But the most interesting part of this story isn’t Bissinger’s sex life or even his Gucci addiction (although his collection of leather pants does sound divine, and props to him for wearing man-heels in Philadelphia, where that stuff doesn’t really fly). It’s that he may be the first famous man to admit an unhealthy fixation with clothes shopping, to the tune of millions of dollars. Plenty of men in the public eye have blown their fortunes on cars, houses, jets, and the like (M.C. Hammer, Elton John, Mike Tyson, and countless professional athletes), but Bissinger is the first to confess a problematic obsession with high fashion in such detail. In his own words:

I see a crinkled leather jacket with a shearling collar. I try it once, then twice. It is growing on me, a sexy blend of masculine and feminine, but I beg off. The same with a coat made of Persian lamb’s wool that is probably the most spectacular piece of the collection. I want it, but I am not wearing the right clothes to get any feel for it. (It isn’t until I am back in Philadelphia that I buy it; it costs $22,500, a new Gucci record for me.)

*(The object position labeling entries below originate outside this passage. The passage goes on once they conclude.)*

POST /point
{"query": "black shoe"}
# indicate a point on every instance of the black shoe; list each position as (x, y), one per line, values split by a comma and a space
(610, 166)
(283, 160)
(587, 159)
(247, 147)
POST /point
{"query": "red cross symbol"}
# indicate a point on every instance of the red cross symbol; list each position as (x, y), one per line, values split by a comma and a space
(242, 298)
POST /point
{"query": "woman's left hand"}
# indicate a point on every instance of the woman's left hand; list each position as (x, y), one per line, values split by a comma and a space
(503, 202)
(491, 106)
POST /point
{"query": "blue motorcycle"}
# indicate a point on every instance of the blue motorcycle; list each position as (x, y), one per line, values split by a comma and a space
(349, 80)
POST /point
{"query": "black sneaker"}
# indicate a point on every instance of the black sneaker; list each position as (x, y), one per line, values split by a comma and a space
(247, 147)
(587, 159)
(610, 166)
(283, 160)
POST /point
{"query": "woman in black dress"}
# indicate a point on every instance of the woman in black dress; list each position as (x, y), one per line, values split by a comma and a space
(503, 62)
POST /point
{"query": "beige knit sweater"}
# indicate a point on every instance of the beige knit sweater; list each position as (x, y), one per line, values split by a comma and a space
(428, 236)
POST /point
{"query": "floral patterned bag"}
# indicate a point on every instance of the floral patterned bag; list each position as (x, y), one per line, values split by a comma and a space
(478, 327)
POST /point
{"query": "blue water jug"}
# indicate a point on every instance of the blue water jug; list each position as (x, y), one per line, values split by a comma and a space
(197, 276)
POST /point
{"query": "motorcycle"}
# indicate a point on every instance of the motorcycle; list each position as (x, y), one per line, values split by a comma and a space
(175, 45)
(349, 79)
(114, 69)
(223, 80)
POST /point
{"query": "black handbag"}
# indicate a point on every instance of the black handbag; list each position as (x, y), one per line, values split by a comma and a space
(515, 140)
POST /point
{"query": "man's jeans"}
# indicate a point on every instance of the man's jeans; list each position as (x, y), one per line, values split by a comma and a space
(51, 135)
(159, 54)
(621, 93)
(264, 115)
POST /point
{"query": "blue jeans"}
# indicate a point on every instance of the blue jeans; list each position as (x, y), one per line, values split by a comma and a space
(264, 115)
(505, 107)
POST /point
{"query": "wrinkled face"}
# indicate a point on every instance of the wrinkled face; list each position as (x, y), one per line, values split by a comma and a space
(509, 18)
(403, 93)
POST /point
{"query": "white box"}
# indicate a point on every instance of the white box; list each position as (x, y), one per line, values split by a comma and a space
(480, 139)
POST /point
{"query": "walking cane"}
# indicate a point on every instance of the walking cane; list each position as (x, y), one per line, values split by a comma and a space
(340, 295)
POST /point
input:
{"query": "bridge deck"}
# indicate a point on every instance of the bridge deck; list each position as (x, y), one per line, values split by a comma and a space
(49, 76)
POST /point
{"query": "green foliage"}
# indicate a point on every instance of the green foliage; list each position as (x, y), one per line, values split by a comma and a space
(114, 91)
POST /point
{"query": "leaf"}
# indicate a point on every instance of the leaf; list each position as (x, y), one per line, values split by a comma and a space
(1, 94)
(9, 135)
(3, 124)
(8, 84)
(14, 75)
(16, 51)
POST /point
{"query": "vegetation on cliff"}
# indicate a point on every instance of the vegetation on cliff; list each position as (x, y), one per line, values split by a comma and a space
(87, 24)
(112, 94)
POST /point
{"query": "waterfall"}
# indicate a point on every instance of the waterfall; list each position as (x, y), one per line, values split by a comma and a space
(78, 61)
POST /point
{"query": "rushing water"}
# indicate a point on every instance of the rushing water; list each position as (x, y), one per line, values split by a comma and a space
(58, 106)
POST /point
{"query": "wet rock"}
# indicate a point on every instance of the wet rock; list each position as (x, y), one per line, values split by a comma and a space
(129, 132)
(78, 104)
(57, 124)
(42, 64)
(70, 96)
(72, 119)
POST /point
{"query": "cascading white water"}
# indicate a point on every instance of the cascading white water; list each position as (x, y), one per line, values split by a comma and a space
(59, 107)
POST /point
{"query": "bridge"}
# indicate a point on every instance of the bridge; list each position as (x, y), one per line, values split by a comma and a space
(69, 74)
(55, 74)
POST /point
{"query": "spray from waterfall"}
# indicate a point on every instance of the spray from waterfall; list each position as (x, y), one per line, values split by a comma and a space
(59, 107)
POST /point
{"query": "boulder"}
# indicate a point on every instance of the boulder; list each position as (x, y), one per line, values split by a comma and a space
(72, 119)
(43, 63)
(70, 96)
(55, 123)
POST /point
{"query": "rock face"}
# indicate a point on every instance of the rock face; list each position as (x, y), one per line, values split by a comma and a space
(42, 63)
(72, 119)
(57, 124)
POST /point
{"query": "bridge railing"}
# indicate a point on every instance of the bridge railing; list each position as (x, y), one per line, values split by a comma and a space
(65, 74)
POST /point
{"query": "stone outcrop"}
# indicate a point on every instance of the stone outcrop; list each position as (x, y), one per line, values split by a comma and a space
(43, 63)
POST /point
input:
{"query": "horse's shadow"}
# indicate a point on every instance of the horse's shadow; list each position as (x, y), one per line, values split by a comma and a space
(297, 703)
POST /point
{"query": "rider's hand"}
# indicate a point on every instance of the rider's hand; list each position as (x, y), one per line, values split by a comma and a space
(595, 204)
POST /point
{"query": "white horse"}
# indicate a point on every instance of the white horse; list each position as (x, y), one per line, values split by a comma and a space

This compulsion — which he says he can actually afford thanks to a healthy career and a substantial amount of family money — is something that women eagerly confess to all the time. Last year, Lucky magazine ran an entire ad campaign urging women to “fill the void” in their lives with compulsive shopping, and no one batted an eye. Female celebrities who faced bankruptcy, including Toni Braxton and Anna Nicole Smith, talked about their unhealthy fondnesses for jewelry, shoes, and the like. There’s a best-selling book-turned-movie called Confessions of a Shopaholic. In other words, women are practically expected to buy clothes and shoes in a frenzied, uncontrollable manner, whereas men somehow aren’t allowed to.

Bissinger can’t be the only guy with a fashion problem, but thanks to him, shopping is on its way to becoming an equal-opportunity addiction — which means more dudes might feel comfortable getting help. In the meantime, anytime he wants to show us his closet (or, you know, share his heels), we’re here for him.